Out: Quero liquidar tudo rápido!... Então assim: eu não faria algo nessa proposta assim tão longa. Lembra de quando você estava vivendo isso e eu te encontrei, na última vez, eu falei assim pra você: tem lá, por que você não fica uns três meses — três meses eu acho que é um tempo muito bom para você começar a refrescar e sentir o lado intuitivo. Mas, não adianta: você vai ter que voltar, não é? Enfim, eu, eu sinto que o meu momento, hoje, é esse: é aqui no meio da sociedade, tem que frutificar, florescer — não frutificar, mas florescer — onde a grande vida me plantou; ela me plantou aqui na sociedade; eu tenho que ter essa descoberta aqui mesmo! É óbvio que, eu tenho que saber, que eu preciso de momentos de repouso. Do mesmo jeito que eu preciso de momento de repouso físico... Quando você vai dormir você não quer barulho, você não quer interferência de nada.

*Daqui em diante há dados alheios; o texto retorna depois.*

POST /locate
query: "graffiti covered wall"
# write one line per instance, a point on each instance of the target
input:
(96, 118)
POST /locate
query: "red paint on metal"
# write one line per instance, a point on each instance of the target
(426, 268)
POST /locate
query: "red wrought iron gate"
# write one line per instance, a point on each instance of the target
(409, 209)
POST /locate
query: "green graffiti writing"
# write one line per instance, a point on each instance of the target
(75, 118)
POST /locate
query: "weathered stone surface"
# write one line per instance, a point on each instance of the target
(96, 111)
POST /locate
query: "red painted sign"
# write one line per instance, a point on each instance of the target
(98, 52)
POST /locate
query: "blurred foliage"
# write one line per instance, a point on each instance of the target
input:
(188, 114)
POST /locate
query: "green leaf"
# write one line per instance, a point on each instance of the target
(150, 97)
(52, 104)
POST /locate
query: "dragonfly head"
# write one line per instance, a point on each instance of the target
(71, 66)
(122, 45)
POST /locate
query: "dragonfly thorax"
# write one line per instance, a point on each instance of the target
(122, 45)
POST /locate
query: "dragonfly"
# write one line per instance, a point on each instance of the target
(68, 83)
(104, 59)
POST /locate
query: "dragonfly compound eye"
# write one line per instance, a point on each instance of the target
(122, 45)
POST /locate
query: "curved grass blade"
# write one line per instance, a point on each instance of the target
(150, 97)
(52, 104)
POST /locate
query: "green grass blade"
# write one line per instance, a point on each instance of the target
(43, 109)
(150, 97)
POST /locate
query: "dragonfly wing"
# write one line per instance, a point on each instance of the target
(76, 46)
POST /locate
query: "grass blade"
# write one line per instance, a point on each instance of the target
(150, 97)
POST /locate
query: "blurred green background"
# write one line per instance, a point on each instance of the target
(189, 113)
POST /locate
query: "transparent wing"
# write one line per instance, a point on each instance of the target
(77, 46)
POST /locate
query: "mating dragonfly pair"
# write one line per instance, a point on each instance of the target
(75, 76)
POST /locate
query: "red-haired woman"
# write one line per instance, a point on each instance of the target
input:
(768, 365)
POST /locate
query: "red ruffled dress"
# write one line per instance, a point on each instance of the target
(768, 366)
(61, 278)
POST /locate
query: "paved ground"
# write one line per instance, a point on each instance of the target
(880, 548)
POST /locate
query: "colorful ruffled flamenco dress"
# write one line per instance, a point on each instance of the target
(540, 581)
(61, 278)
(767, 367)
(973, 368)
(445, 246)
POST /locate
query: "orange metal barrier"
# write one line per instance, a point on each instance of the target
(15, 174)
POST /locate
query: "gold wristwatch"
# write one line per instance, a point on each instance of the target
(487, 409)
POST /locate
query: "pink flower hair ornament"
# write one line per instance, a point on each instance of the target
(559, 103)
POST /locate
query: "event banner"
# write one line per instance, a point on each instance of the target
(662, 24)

Também preciso de momentos, de repouso psíquico. Quando você vai comer... Quando você vai comer, você não quer ser incomodado; você desliga o celular, tudo, não é? Então, também, para eu me alimentar psiquicamente, eu também não quero ser incomodado. É uma coisa de recarregar as baterias... Mas, no resto, eu tenho que estar em contato, porque é aqui que o "bicho pega"... É aqui que você vê a sua tendência à normose, a sua, sabe...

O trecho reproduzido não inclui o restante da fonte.